The Worst Part of the Bar Exam

It’s time to drop mental health questions.

Law Grads.
Congratulations. Now get ready to have your privacy violated.

Image courtesy of Shutterstock

Last week, all across the country, tens of thousands of law school graduates endured an agonizing rite of passage: the bar examination.

As if sitting for two or three full days in a large room full of stressing, sweating, swearing candidates weren’t bad enough, at least 40 percent of these candidates were also struggling with another challenge: gaining admission to the profession despite having a psychiatric disability.

In fact, even though the Americans With Disabilities Act has been the law of the land for 24 years, most state bar examiners—agencies that serve under each state’s highest court—still ask bar applicants about their mental health histories. It would be illegal for an employer to do so, but the state can. And it does. Adding to the stress, the state does not then tell the applicants how the information they provide will affect their chances of obtaining licenses to practice law.

The questions aren’t just about conduct that might impair a person’s ability to practice law, such as refusing to seek treatment for psychotic episodes. Instead, the agencies ask about a wide range of medical history. They ask (we offer just a few examples) whether you have ever “had out-patient treatment, for … major depressive disorder” (Wyoming) or “Within the past five (5) years, have you been diagnosed with or have you been treated for any of the following: … bipolar disorder or manic depressive mood disorder, major depression … or any other condition which significantly impaired your behavior, judgment, understanding … or ability to function in school, work, or other important life activities?” (Colorado). Most states have similar inquiries on their questionnaires for bar applicants; the standard form provided by the National Conference of Bar Examiners includes them, too.

Remember that these soon-to-be-lawyers have already proved themselves more than capable of enduring the intellectual and occupational rigor of law school—and succeeding.

But despite your success, if you are a law student and you answer in the affirmative to having been treated for depression, for example, in many (if not most) states, you must provide the state access to your medical records and the names of all of your doctors. As you might imagine, this is a very invasive and alienating process for students with disabilities.

Here’s the stark reality of being a law student who has ever—and we emphasize ever—received mental health treatment.
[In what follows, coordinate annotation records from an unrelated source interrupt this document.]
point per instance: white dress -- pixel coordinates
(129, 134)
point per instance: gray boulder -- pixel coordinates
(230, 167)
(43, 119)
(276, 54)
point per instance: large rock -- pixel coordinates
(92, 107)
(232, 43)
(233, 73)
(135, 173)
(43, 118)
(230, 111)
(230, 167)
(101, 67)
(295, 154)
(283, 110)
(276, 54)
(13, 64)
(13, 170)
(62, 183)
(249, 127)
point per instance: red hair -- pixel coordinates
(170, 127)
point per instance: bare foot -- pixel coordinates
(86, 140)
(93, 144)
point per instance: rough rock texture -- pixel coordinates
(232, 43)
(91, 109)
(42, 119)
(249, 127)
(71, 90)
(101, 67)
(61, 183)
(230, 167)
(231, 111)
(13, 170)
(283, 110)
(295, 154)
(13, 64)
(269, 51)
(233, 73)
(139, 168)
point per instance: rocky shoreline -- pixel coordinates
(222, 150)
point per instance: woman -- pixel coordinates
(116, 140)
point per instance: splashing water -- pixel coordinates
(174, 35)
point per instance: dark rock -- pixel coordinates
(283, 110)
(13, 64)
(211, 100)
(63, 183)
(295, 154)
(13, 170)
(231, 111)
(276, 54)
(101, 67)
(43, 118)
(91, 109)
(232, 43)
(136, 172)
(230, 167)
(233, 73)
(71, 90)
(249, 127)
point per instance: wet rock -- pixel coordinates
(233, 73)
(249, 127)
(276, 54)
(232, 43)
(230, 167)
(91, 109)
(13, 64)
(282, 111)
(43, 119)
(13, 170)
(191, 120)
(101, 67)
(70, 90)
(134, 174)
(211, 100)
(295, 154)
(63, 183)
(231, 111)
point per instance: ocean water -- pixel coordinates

These law school students can choose privacy, in which case the $150,000 to $200,000 they have likely just spent on law school is wasted (and nondischargeable in bankruptcy). If they do not respond to these mental health questions, they can never acquire a license to practice law, or at least they are barred from practice until the state bar examiners do the right thing and drop the questions from their applications. (Lying is not an option because law students learn from their very first day of legal studies that the profession holds them to a duty of candor. If they ever lie about anything, they’re told, the bar will find out, and they might lose their license to practice.)

Or the law students can choose to answer invasive questions and disclose highly personal information. They can decide to allow the bar examiners to break the law that these candidates will swear to uphold. They can choose to subject themselves to potential discrimination of the highest form, revealing their private medical history to senior members of the profession in the state where they will soon be practicing law.

This policy is, at the very least, deeply humiliating.

There are a number of risks inherent in requiring law students to disclose their medical histories to the faceless boards of law examiners. There is the risk that exposing themselves to strangers will heighten their mental health symptoms, making those with anxiety disorders more anxious (“I might not be admitted to the bar!”) and those with depression more depressed (“I must not be cut out to help people with their legal problems.”) There is the risk that, in a state like Texas, which requires students to begin their bar application during the first year of law school, students with psychiatric disabilities will choose to forgo legal studies to avoid the danger of disclosing their private information to a large group of strangers.

The most dangerous risk of all is that law students with psychiatric disabilities will avoid treatment out of fear of having to report it to the bar examiners and consequently being denied a license to practice law.

This risk highlights the most striking problem with these “fitness” questions: They target students who have sought treatment—an exercise of good judgment—and punish them for it.

There is good news. The Department of Justice’s Civil Rights Division recently stated formally that the mental health questions on bar fitness applications violate the Americans With Disabilities Act. The DOJ declared that these mental fitness questions use “stereotypes and assumptions about the disabilities and are not necessary to assess applicants’ fitness to practice,” encouraging states to focus on conduct rather than mental health status. The DOJ’s declaration is not enforceable on the states, but it is a clarion call.

Lawyers serve society by helping people with problems. Any number of a lawyer’s clients may themselves have psychiatric disabilities. According to the Bureau of Justice Statistics, for example, between half and three-quarters of American prison inmates have mental health issues. Common sense dictates that lawyers who can empathize may be of particular help to these clients.

Is there a way to protect clients from lawyers whose psychiatric disabilities make them truly incompetent to practice law? Certainly. Were a lawyer to experience a psychotic episode that incapacitated her, for example, the state bar might then step in. But there is simply no basis for screening fully functioning bar applicants for some hidden danger that most probably will never emerge, especially in this high-achieving population.

It is time for the legal profession to stop stigmatizing bar applicants for their disabilities and for exercising good self-care.